- Spouse: David Lindsay, 1st Earl of Crawford
- Father: Robert II of Scotland
- Mother: Euphemia de Ross

= Elizabeth Stewart, Countess of Crawford =

14th-century Scottish princess

Elizabeth Stewart, Princess of Scotland was the daughter of Robert II of Scotland and Euphemia de Ross.

Elizabeth was born between 1356 and 1370, well after her parents' marriage on 2 May 1355.

Her brothers were David Stewart, Earl of Strathearn and Walter Stewart, Earl of Atholl, and her half-brother was Robert III of Scotland. Her sister was Egidia Stewart, who married William Douglas of Nithsdale.

She married David Lindsay, 1st Earl of Crawford on 22 February 1375. Her dowry was the barony of Strathnairn in Inverness-shire. In 1398, her father granted Lindsay the title of 1st Earl of Crawford.

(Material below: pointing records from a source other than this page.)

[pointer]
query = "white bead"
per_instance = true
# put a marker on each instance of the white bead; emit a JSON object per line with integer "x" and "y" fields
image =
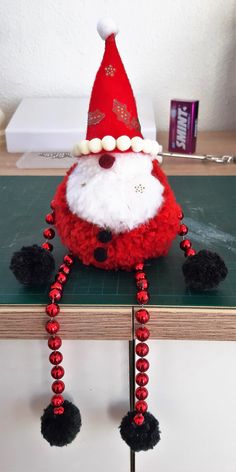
{"x": 106, "y": 26}
{"x": 76, "y": 150}
{"x": 123, "y": 143}
{"x": 155, "y": 148}
{"x": 95, "y": 145}
{"x": 147, "y": 146}
{"x": 137, "y": 144}
{"x": 83, "y": 146}
{"x": 108, "y": 143}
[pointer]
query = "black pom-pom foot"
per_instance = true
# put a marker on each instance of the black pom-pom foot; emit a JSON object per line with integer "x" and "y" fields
{"x": 60, "y": 430}
{"x": 204, "y": 271}
{"x": 142, "y": 437}
{"x": 32, "y": 265}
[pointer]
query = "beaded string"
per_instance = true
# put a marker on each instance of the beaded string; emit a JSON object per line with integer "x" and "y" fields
{"x": 185, "y": 244}
{"x": 142, "y": 334}
{"x": 52, "y": 326}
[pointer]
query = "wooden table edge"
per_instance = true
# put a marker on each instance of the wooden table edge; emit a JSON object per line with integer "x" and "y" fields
{"x": 117, "y": 323}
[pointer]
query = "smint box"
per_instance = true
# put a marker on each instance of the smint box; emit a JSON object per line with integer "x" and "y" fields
{"x": 56, "y": 124}
{"x": 183, "y": 126}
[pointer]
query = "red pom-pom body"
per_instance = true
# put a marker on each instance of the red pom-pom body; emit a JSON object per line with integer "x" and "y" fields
{"x": 124, "y": 250}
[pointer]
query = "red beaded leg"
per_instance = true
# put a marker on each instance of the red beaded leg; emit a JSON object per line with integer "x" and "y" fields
{"x": 185, "y": 244}
{"x": 142, "y": 334}
{"x": 53, "y": 327}
{"x": 49, "y": 233}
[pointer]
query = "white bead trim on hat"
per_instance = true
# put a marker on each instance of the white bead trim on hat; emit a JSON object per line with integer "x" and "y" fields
{"x": 123, "y": 143}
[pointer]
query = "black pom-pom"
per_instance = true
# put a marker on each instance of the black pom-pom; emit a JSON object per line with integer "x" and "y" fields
{"x": 32, "y": 265}
{"x": 60, "y": 430}
{"x": 204, "y": 271}
{"x": 142, "y": 437}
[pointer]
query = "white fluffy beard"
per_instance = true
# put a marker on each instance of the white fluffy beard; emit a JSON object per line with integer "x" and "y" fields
{"x": 120, "y": 198}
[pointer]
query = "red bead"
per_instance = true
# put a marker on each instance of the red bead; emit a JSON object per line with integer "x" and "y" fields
{"x": 190, "y": 252}
{"x": 142, "y": 365}
{"x": 141, "y": 406}
{"x": 141, "y": 393}
{"x": 49, "y": 233}
{"x": 55, "y": 294}
{"x": 57, "y": 285}
{"x": 142, "y": 349}
{"x": 142, "y": 316}
{"x": 138, "y": 419}
{"x": 47, "y": 246}
{"x": 61, "y": 277}
{"x": 185, "y": 244}
{"x": 58, "y": 410}
{"x": 139, "y": 266}
{"x": 64, "y": 268}
{"x": 57, "y": 372}
{"x": 142, "y": 333}
{"x": 68, "y": 259}
{"x": 56, "y": 357}
{"x": 58, "y": 386}
{"x": 183, "y": 230}
{"x": 57, "y": 400}
{"x": 142, "y": 284}
{"x": 52, "y": 326}
{"x": 54, "y": 342}
{"x": 106, "y": 161}
{"x": 140, "y": 276}
{"x": 142, "y": 297}
{"x": 52, "y": 309}
{"x": 50, "y": 218}
{"x": 141, "y": 379}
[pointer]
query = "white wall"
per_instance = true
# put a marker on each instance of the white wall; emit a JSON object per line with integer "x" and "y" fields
{"x": 171, "y": 49}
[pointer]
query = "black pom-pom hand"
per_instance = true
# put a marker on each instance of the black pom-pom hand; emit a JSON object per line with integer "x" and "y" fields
{"x": 204, "y": 271}
{"x": 60, "y": 430}
{"x": 32, "y": 265}
{"x": 140, "y": 437}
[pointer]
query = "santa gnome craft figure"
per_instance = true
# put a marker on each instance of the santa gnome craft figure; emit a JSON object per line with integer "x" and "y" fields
{"x": 113, "y": 210}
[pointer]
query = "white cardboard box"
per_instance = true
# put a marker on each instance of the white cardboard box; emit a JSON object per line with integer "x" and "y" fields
{"x": 56, "y": 124}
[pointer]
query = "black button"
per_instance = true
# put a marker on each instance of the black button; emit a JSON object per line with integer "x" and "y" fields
{"x": 100, "y": 254}
{"x": 104, "y": 236}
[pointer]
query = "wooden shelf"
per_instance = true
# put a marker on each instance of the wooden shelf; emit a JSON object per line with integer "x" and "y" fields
{"x": 110, "y": 323}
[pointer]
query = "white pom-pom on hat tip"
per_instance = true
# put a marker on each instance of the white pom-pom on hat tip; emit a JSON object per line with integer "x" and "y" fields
{"x": 106, "y": 26}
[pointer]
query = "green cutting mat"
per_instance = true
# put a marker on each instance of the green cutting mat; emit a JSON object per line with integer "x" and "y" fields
{"x": 209, "y": 205}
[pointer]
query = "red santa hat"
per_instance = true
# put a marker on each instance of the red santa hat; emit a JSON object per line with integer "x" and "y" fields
{"x": 113, "y": 123}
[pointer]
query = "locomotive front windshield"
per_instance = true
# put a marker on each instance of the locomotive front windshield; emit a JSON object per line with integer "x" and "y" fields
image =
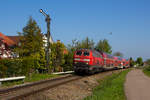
{"x": 86, "y": 53}
{"x": 79, "y": 53}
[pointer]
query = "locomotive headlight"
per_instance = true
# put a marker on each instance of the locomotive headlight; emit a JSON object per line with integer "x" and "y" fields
{"x": 86, "y": 59}
{"x": 77, "y": 59}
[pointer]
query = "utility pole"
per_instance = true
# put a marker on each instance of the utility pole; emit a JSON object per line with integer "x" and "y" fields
{"x": 47, "y": 55}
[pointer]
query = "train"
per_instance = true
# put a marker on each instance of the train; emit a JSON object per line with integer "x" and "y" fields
{"x": 90, "y": 61}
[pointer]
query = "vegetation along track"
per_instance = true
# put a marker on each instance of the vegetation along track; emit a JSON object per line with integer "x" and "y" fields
{"x": 24, "y": 91}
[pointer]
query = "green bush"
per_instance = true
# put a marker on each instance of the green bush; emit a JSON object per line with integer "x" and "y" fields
{"x": 16, "y": 67}
{"x": 147, "y": 68}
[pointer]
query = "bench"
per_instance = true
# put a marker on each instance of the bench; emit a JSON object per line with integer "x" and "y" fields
{"x": 11, "y": 79}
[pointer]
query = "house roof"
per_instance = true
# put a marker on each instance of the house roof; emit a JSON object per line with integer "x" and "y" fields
{"x": 6, "y": 40}
{"x": 15, "y": 39}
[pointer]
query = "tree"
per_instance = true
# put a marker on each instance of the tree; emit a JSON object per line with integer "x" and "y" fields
{"x": 57, "y": 55}
{"x": 119, "y": 54}
{"x": 31, "y": 41}
{"x": 31, "y": 44}
{"x": 103, "y": 46}
{"x": 139, "y": 61}
{"x": 132, "y": 62}
{"x": 148, "y": 61}
{"x": 87, "y": 44}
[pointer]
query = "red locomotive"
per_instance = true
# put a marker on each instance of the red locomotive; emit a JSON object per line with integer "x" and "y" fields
{"x": 92, "y": 61}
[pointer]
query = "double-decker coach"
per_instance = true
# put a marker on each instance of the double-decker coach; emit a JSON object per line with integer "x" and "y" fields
{"x": 90, "y": 61}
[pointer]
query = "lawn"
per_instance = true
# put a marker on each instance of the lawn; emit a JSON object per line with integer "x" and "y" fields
{"x": 146, "y": 70}
{"x": 32, "y": 78}
{"x": 111, "y": 88}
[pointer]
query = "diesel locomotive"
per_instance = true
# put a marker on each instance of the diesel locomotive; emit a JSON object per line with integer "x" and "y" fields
{"x": 91, "y": 61}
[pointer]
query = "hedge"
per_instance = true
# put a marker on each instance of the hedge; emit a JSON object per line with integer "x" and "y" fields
{"x": 17, "y": 67}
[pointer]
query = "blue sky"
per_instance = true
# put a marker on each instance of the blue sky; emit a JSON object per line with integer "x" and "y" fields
{"x": 128, "y": 20}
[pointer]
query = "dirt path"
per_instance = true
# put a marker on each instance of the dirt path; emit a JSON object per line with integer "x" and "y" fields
{"x": 137, "y": 85}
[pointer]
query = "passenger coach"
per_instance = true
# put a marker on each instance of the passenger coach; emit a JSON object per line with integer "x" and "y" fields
{"x": 92, "y": 61}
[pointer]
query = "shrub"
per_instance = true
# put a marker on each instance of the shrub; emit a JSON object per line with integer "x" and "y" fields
{"x": 16, "y": 67}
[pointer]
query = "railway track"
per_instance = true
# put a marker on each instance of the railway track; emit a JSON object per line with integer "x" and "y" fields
{"x": 23, "y": 91}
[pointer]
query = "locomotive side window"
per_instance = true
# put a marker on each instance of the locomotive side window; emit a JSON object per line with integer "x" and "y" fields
{"x": 86, "y": 53}
{"x": 79, "y": 53}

Elizabeth was styled as Countess of Crawford following the grant.

They had seven, possibly eight, children:
- Gerard Lindsay (d. before 1421)
- Ingram Lindsay, Bishop of Aberdeen (d. 1458)
- Marjorie Lindsay, married Sir William Douglas. They were parents of Catherine Douglas, the Scottish noblewoman who tried to prevent the assassination of King James I of Scotland in 1437.
- Alexander Lindsay, 2nd Earl of Crawford (c. 1387–1438); married Marjory of Dunbar and had issue.
- David Lindsay, Lord of Newdosk (1407–?); he became a priest.
- Elizabeth Lindsay; she married Sir Robert Keith.
- Elizabeth Lindsay (1407–?); married Robert Erskine, 1st Lord Erskine; she may have been confused with her sister of the same name, and it is possible that they were one and the same person.
- Isabella Lindsay (1407–?), married Sir John Maxwell of Pollok, and had issue.

They presumably lived at Crawford Castle.